O maior de nossos problemas sociais é a pobreza que atinge a negritude no Brasil, como se infere dos dados apresentados pelo jornalista e historiador Laurentino Gomes, no primeiro volume de sua trilogia sobre a escravidão. É tão antiga quanto a Abolição da Escravatura a percepção de que a liberdade formal dos negros não se fez acompanhar de conquistas materiais, indispensáveis ao exercício de uma cidadania plena, que é a epítome da liberdade que floresce no seio da sociedade civil. Segundo a historiadora grega, radicada na Bahia, Kátia Queiroz Mattoso (1931-2011), em sua tese de doutorado na Sorbonne, publicada em livro como Bahia, Século XIX, Uma Província no Império, o bem-estar material dos escravos baianos era superior ao da maioria dos negros brasileiros no último quartel do Século XX, prova inquestionável da continuidade da opressão, alimentada pelo discurso irresponsável do populismo da esquerda e da direita.
Com uma participação de 54% na população brasileira, incluídos mulatos e mestiços, os negros comparecem com 71% dos mortos por homicídio, enquanto é de 78% o seu percentual na formação dos 10% mais pobres do País, ao tempo em que é de, apenas, 18% sua presença no seleto time dos 1% mais ricos. Como dado revelador do papel da educação na prosperidade dos povos e das pessoas, é superior a 22% o número de brancos com doze ou mais anos de escolaridade, percentual que cai para abaixo de 10% de negros nesse nível. Reversamente, enquanto 10% dos negros são analfabetos, os brancos representam a metade desse percentual em semelhante estado de penúria intelectual. Não é de estranhar que o percentual de negros desempregados seja 50% superior ao de brancos. Os desníveis salariais são ainda mais gritantes. Enquanto a média salarial dos brancos é de R$2.814,00, a dos negros cai 80%, para R$1.570,00.
O desequilíbrio continua no plano do ensino superior. Ao fim da primeira década do terceiro milênio, apesar de comparecerem com cerca de 30% dos estudantes de mestrado e doutorado, os negros participavam com menos de 0,5% do total dos doutores nas diferentes áreas do saber, e com menos de 2% dos professores da USP-Universidade de São Paulo! Os reflexos no exercício das profissões mais prestigiadas são inevitáveis: 10% dos engenheiros; 21% dos advogados; 17% dos veterinários; 12% dos pilotos de aeronaves; 11% dos professores de Medicina. Nos 50 anos transcorridos entre 1965 e 2015, apenas 10% dos livros publicados por brasileiros foram de escritores negros. Por outro lado, na população de encarcerados, os negros comparecem com 75%, número 40% superior à cota que proporcionalmente lhes caberia, nessa estatística macabra. Como consectário natural desse quadro de gritantes desigualdades, os negros representam a grande maioria dos que vivem em ambientes carentes da infraestrutura material mínima para o saudável exercício da cidadania, como habitação decente, saneamento básico, energia, segurança, educação e atendimento médico. Na representatividade política, a desvantagem dos negros segue o mesmo padrão: não chegou a 4% o número dos eleitos para o Legislativo, nas eleições gerais de 2018, apenas, 65, entre 1.626. Na relação das 500 maiores empresas brasileiras, apenas 4,7% dos postos de comando e 6,3% das posições gerenciais pertencem a negros. A começar pelo Supremo Tribunal Federal, onde Joaquim Barbosa figurou como exceção, a presença de negros nos tribunais superiores brasileiros, como nos tribunais regionais e estaduais, constitui marcante exceção.

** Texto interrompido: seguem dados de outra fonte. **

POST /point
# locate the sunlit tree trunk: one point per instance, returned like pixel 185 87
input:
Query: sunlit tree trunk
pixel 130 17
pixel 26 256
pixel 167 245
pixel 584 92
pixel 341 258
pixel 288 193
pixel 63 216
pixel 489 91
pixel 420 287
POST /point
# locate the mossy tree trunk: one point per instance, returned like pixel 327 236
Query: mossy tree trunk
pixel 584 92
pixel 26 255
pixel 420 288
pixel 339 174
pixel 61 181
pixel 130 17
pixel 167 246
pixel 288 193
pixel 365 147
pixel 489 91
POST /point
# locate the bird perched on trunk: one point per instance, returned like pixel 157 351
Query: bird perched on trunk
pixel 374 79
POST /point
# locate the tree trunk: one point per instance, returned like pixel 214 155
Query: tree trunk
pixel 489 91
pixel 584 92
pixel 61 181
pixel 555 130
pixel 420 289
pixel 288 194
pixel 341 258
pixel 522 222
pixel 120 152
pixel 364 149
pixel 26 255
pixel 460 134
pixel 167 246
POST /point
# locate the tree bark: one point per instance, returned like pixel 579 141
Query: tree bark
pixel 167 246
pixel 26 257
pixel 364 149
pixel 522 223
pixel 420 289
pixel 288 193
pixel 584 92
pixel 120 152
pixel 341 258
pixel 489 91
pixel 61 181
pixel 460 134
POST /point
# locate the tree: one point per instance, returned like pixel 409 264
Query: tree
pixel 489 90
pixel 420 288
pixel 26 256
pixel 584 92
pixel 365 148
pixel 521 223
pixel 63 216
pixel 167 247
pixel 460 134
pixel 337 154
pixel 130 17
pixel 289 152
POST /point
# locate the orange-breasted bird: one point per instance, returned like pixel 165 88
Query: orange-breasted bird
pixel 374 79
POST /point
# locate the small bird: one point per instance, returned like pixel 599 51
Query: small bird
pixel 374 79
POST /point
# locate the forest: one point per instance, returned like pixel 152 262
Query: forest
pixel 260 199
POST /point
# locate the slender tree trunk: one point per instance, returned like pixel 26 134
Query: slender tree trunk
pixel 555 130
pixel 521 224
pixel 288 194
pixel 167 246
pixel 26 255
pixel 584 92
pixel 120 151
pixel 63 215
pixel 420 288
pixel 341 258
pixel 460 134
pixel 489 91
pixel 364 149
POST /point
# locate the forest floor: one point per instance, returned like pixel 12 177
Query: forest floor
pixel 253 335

Desejamos acentuar que os negros continuam oprimidos, acima de tudo, porque a ascensão social pela educação não tem sido o elemento de proa de sua epopeia dolorosa, e que a mera denúncia repetitiva dos maus tratos sofridos, com a exigência da necessária punição dos infratores, não tem melhorado sua posição na escala social, 131 anos decorridos da Abolição.
Só educação de qualidade é capaz de modificar esse panorama que o populismo estratifica.